Mile Akmadžić (born 1 October 1939) is a Bosnian Croat former politician who served as Prime Minister of the Republic of Bosnia and Herzegovina from 1992 to 1993, during the Bosnian War.

==Early career==
Akmadžić was born in Grude, PR Bosnia and Herzegovina, FPR Yugoslavia on 1 October 1939. From 1964 through 1978, he worked for Energoinvest, managing international relations. He was an organizer for the 1984 Winter Olympics in Sarajevo, where he received his BS in 1965 from the University of Sarajevo.

==Political career==
Akmadžić served as Chief of Staff to the Presidency of Bosnia and Herzegovina from 1991 to 1992, having already served in the Presidency since 1978. He was an adviser and secretary to Alija Izetbegović, the first president of the Presidency of the newly independent Republic of Bosnia and Herzegovina. Akmadžić was one of the Croat delegates in the peace plan negotiations during the Bosnian war.

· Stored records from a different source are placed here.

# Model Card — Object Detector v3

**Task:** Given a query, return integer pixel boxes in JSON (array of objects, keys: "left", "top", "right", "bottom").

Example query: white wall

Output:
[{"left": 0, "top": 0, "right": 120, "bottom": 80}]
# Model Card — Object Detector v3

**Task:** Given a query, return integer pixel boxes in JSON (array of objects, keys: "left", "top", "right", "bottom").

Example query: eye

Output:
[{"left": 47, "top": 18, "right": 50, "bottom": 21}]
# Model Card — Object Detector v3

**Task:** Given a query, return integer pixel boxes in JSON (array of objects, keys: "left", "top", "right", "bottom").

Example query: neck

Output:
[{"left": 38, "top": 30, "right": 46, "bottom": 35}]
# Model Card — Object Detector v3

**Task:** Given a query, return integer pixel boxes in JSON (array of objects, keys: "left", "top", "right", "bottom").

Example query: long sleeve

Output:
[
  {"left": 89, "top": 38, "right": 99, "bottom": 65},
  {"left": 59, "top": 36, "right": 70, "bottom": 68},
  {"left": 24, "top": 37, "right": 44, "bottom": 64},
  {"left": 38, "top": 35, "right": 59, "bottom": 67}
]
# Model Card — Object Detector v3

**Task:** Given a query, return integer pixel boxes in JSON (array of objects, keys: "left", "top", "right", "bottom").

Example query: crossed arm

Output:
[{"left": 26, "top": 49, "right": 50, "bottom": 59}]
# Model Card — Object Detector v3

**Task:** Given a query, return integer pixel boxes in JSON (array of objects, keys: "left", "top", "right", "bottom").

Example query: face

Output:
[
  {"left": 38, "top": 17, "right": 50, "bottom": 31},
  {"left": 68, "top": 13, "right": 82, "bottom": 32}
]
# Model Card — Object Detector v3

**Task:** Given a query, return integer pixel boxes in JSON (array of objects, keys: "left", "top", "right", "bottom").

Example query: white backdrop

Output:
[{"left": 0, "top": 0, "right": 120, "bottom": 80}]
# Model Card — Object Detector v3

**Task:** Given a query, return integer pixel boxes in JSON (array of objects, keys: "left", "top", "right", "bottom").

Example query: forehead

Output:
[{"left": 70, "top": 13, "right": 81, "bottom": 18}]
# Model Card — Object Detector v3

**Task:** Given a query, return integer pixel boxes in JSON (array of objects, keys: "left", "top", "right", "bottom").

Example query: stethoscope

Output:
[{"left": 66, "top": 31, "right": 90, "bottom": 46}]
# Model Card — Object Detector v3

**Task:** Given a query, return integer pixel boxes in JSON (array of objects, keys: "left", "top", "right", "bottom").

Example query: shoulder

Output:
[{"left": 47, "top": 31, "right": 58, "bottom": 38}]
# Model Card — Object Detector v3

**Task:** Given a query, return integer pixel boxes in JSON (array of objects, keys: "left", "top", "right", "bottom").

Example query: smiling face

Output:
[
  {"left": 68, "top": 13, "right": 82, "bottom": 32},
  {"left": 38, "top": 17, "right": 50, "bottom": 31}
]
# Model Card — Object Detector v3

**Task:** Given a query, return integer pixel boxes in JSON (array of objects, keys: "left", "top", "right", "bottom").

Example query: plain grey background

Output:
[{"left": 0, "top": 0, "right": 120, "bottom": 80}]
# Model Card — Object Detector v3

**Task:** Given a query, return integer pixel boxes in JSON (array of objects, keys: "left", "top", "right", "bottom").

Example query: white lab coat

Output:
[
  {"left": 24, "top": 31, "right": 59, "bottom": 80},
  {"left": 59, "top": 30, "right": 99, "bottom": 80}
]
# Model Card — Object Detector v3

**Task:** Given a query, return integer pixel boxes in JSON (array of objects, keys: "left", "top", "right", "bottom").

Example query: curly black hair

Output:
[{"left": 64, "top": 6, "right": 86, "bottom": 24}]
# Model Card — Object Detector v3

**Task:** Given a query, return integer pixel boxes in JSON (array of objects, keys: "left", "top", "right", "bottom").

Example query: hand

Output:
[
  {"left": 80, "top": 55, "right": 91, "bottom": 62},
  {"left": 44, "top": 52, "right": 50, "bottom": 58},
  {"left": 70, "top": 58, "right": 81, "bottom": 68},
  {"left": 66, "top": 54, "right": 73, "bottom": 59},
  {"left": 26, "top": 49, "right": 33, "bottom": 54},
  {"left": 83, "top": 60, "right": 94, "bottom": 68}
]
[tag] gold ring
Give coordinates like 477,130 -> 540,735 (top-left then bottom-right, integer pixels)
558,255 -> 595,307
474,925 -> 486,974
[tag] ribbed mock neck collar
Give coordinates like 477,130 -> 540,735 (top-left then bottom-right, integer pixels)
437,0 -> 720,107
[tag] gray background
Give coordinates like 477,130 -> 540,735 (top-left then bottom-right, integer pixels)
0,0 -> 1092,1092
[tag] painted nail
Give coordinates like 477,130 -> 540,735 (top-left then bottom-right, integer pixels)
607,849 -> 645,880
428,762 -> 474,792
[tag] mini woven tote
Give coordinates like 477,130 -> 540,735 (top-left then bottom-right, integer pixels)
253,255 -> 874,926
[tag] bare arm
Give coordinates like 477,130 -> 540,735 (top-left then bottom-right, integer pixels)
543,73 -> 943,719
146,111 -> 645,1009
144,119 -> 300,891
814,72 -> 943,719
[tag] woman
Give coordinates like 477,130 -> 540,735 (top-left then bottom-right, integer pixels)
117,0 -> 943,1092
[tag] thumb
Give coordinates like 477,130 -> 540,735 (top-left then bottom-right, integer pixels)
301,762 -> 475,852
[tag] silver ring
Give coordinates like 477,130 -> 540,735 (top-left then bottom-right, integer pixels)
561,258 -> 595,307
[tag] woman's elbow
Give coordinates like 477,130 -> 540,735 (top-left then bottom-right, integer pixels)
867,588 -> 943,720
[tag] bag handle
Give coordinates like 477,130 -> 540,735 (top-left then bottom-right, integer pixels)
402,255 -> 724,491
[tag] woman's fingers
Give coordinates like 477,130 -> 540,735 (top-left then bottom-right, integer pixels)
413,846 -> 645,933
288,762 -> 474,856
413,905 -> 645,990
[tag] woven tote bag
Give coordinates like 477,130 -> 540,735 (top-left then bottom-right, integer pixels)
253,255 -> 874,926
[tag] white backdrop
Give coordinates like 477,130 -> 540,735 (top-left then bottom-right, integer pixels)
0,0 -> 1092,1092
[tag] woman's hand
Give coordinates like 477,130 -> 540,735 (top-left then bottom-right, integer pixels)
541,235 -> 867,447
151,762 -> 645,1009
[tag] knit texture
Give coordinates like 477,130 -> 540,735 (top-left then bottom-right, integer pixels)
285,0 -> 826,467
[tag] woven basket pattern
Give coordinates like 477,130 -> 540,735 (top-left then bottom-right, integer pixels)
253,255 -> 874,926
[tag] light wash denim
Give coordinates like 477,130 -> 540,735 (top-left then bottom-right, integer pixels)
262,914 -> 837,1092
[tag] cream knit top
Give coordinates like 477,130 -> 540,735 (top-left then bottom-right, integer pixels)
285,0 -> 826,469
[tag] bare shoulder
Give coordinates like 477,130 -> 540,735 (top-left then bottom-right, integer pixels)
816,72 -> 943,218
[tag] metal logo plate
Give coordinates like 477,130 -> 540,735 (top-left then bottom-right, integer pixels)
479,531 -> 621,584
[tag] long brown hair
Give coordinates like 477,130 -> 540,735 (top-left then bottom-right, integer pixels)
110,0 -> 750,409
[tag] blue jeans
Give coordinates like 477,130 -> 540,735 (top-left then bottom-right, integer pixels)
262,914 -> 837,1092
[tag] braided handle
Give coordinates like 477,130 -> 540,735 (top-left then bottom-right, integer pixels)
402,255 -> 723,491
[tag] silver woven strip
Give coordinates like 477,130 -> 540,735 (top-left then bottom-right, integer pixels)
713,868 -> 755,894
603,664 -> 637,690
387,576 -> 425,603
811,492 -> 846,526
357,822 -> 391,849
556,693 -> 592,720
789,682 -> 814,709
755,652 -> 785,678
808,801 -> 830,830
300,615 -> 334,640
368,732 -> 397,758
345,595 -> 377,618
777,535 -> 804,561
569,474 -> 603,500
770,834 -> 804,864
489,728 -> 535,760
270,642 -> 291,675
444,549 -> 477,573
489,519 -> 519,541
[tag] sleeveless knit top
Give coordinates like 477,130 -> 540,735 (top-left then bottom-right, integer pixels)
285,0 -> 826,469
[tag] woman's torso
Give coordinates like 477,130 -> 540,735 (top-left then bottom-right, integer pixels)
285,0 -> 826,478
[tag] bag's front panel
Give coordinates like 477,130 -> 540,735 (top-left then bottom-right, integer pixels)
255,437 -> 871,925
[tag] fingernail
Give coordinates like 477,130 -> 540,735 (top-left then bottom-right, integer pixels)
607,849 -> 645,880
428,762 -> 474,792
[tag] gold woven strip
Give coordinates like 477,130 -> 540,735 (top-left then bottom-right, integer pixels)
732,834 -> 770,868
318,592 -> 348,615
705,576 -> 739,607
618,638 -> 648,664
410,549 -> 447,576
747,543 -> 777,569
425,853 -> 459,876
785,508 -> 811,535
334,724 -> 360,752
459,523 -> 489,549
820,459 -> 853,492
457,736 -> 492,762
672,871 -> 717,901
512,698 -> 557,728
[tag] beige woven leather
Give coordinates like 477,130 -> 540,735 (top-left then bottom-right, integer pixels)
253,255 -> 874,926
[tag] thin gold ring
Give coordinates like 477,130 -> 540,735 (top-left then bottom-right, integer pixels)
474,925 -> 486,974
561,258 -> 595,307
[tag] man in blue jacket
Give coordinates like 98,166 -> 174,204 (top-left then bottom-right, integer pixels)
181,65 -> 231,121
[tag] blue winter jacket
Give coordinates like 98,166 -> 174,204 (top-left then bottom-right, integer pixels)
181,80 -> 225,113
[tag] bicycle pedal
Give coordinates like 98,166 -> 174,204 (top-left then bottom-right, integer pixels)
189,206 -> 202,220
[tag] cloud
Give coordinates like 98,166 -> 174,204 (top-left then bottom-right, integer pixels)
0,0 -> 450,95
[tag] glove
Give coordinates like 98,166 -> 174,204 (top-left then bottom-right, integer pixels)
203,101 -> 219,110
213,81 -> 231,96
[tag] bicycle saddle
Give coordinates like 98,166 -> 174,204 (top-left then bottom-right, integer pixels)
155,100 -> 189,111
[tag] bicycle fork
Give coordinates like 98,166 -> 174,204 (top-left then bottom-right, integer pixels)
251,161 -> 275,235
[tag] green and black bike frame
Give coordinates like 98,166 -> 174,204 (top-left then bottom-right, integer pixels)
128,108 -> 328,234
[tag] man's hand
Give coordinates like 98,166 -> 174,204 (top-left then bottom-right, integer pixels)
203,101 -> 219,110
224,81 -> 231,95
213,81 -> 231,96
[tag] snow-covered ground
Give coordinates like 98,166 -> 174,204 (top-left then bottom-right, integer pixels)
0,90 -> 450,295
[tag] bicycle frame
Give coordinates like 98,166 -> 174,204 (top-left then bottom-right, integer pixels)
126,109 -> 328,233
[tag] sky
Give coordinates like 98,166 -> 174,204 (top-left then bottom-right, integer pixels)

On 9 November 1992, he was appointed Prime Minister of the Republic of Bosnia and Herzegovina, following Jure Pelivan's resignation. Akmadžić was succeeded as prime minister by Haris Silajdžić on 25 October 1993.

==Personal life==
Akmadžić and his wife Mijana have two children, Ornela and Hrvoje. He speaks English and German fluently.